L’exposition à la galerie All that is could be otherwise mettra en avant plusieurs grands thèmes propres à l’oeuvre de Ricardo Brey. Dans ses travaux les plus récents la figure de l’arbre est souvent interrogée, jonchée de fragments, entourée de parcelles d’objets ou encore partiellement recouverte. L’artiste s’inspire directement de la place de la végétation à Cuba, où ont été pratiquées des déforestations massives. Ces clichés de souches, souvent imprimés sur toile, offrent des images puissantes intensifiées par l’ajout d’objets, comme dans les oeuvres Sea Level (2016) ou Àrbol Cortado y escombros(2013-2014).

Birdland est une pièce centrale dans le travail de l’artiste, réunissant des sujets récurrents et des pensées au sein d’une seule oeuvre, en combinant des références à la musique et à la nature.
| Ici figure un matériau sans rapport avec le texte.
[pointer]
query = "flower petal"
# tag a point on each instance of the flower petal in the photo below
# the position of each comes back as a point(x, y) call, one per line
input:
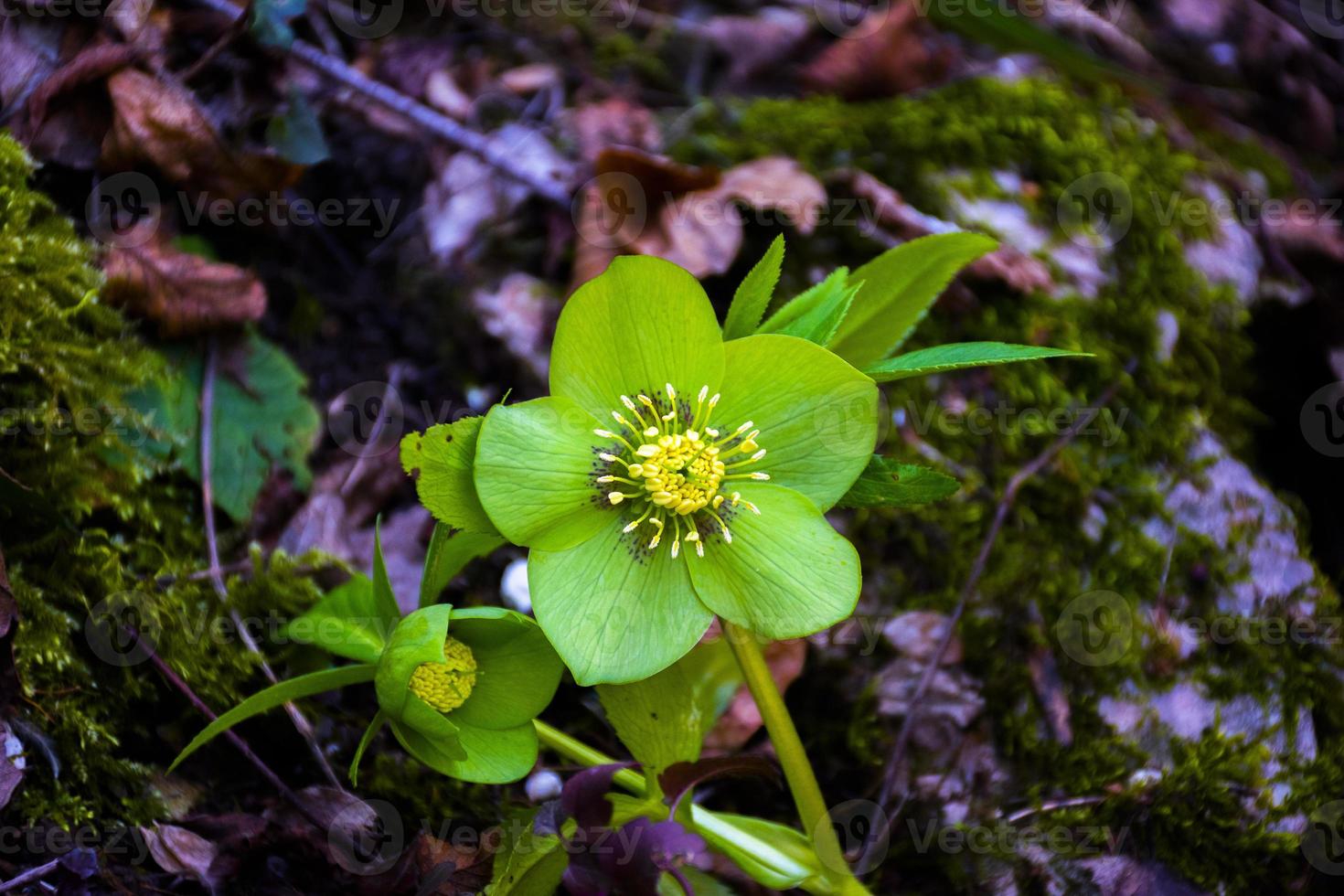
point(640, 324)
point(614, 610)
point(786, 572)
point(519, 667)
point(535, 468)
point(491, 756)
point(816, 414)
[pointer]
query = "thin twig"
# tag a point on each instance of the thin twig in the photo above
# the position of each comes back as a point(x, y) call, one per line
point(30, 876)
point(977, 570)
point(234, 738)
point(486, 148)
point(217, 577)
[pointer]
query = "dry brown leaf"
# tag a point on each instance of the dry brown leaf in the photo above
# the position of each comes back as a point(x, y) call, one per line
point(613, 123)
point(180, 852)
point(449, 869)
point(758, 43)
point(886, 208)
point(687, 215)
point(159, 123)
point(901, 54)
point(742, 719)
point(180, 292)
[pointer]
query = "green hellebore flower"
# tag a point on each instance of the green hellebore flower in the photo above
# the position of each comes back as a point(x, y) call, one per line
point(671, 475)
point(460, 689)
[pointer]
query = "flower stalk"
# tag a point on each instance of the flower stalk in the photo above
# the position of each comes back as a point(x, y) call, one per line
point(794, 758)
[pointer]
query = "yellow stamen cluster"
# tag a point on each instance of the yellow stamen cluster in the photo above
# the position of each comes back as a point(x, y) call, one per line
point(677, 463)
point(446, 686)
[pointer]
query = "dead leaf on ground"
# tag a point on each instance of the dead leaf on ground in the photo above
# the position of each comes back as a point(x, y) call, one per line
point(884, 208)
point(760, 43)
point(613, 123)
point(180, 852)
point(159, 123)
point(742, 718)
point(691, 217)
point(451, 869)
point(902, 54)
point(180, 292)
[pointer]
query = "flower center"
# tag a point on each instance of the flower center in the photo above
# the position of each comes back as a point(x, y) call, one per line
point(446, 686)
point(675, 465)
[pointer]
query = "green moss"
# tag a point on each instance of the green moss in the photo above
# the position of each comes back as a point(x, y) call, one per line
point(1051, 134)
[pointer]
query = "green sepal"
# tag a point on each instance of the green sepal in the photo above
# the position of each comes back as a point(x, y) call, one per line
point(752, 295)
point(957, 357)
point(443, 461)
point(886, 483)
point(346, 623)
point(816, 314)
point(274, 696)
point(449, 552)
point(374, 727)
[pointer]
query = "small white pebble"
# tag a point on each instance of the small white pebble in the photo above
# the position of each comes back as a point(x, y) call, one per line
point(514, 586)
point(542, 786)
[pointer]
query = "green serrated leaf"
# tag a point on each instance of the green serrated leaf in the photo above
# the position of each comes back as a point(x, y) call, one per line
point(957, 357)
point(261, 420)
point(527, 864)
point(449, 551)
point(889, 484)
point(816, 314)
point(752, 294)
point(276, 695)
point(297, 133)
point(346, 623)
point(443, 458)
point(269, 22)
point(898, 288)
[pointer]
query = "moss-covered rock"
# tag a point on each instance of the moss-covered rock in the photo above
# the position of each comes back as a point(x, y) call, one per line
point(1126, 509)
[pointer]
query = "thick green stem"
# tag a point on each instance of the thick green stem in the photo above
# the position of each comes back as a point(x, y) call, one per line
point(806, 793)
point(702, 819)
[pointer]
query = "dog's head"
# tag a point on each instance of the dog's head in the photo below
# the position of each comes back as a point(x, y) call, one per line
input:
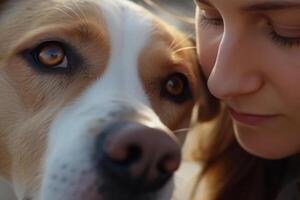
point(92, 93)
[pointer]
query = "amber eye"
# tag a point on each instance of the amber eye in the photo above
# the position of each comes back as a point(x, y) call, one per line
point(176, 88)
point(51, 55)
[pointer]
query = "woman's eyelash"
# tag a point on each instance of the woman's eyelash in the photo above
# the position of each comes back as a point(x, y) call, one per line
point(284, 41)
point(204, 21)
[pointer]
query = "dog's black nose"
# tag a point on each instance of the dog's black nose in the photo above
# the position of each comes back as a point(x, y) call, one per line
point(137, 156)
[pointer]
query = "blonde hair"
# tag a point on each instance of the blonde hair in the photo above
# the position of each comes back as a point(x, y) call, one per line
point(229, 172)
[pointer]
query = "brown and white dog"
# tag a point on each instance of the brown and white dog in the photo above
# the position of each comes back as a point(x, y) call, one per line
point(92, 92)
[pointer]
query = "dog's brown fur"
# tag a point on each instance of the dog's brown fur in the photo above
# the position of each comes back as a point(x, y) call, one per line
point(29, 100)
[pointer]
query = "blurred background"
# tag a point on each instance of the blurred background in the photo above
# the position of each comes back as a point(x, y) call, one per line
point(180, 13)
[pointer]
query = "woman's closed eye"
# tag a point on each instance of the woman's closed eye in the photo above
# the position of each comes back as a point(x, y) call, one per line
point(288, 36)
point(209, 16)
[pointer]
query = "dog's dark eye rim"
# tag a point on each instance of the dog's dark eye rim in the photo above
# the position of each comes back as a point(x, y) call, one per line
point(31, 54)
point(180, 98)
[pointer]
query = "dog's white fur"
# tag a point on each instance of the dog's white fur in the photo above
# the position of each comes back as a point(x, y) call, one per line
point(55, 160)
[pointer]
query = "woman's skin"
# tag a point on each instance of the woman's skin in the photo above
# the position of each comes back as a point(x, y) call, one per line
point(250, 52)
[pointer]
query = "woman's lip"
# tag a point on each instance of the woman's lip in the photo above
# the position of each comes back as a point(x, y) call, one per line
point(250, 119)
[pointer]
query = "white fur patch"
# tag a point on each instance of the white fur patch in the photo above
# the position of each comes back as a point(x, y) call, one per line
point(69, 161)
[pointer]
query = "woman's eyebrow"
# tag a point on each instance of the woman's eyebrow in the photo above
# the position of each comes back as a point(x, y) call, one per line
point(269, 6)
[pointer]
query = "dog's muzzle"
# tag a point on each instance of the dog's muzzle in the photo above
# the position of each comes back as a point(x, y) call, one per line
point(135, 157)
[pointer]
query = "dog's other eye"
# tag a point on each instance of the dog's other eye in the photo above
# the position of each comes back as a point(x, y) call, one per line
point(176, 88)
point(50, 55)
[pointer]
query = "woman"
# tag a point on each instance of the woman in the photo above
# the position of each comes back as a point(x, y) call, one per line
point(249, 51)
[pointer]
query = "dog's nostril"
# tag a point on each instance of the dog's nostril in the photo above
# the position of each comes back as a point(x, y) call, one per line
point(138, 156)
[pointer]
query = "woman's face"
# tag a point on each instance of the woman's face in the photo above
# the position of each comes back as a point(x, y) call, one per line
point(250, 52)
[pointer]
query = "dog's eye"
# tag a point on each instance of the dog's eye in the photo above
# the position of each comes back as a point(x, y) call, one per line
point(176, 88)
point(50, 55)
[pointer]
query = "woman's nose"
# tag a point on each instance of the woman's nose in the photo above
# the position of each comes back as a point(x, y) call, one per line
point(236, 71)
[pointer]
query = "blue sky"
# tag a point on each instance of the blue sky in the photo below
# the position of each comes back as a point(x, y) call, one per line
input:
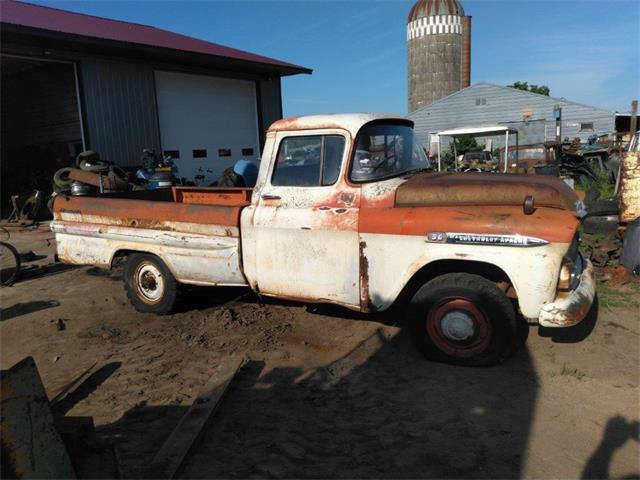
point(584, 50)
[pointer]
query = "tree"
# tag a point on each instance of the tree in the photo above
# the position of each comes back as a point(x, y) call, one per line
point(539, 89)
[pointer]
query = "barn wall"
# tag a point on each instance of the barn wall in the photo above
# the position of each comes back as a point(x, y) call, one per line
point(120, 109)
point(484, 104)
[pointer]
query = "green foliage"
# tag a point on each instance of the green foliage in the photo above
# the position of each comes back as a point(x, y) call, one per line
point(604, 183)
point(463, 145)
point(540, 89)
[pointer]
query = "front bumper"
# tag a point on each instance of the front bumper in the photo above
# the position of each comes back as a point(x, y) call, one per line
point(570, 308)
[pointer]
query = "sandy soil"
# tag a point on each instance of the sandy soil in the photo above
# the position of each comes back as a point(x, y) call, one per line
point(557, 409)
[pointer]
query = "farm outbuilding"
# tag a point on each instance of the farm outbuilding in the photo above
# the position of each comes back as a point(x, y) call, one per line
point(72, 82)
point(531, 114)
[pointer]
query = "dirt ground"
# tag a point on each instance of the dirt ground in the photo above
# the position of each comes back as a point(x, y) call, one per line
point(556, 410)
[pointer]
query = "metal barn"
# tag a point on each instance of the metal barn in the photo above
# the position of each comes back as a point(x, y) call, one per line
point(72, 82)
point(531, 114)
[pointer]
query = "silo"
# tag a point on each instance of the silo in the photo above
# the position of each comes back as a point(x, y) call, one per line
point(439, 51)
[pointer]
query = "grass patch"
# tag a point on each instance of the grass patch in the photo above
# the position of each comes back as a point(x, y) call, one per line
point(610, 297)
point(572, 372)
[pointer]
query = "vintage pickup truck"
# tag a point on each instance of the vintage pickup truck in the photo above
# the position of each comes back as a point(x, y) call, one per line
point(345, 211)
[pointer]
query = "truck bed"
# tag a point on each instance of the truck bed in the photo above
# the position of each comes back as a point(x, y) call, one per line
point(194, 230)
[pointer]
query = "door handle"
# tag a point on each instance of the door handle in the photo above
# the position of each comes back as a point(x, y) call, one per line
point(269, 196)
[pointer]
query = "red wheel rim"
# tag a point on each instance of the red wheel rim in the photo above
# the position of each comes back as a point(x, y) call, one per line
point(458, 327)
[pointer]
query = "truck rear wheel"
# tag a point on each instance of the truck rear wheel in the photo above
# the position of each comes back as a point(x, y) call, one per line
point(463, 319)
point(150, 286)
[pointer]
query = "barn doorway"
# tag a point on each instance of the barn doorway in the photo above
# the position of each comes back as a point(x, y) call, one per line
point(40, 125)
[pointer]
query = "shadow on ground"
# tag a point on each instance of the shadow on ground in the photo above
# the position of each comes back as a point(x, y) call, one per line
point(23, 308)
point(393, 416)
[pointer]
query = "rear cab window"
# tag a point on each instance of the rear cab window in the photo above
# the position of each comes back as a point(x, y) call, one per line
point(308, 161)
point(386, 150)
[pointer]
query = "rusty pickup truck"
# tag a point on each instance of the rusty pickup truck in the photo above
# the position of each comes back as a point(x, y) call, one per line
point(346, 211)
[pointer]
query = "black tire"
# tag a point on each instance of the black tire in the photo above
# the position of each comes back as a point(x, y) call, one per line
point(463, 319)
point(9, 264)
point(150, 286)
L’installation, mais aussi l’oeuvre de l’artiste en général, impliquent l’esprit libre d’association emprunté à l’univers du Jazz «(…)des pensées qui se croisent, qui vont et viennent dans différentes formes pendant des années». « Birdland est le nom d’un lieu mythique pour tous les musiciens de jazz. Au milieu d’un nid fait de manteaux et de déchets urbains, entouré d’oeufs d’autruche, se trouve un saxophone, dressé comme un cygne », explique Ricardo Brey à propos de cette installation. L’oiseau, ou ses oeufs, sont aussi fréquemment présents comme une métaphore poétique de la liberté et d’une extension vers l’ailleurs (notamment avec l’oeuvre The Tourist, 2016).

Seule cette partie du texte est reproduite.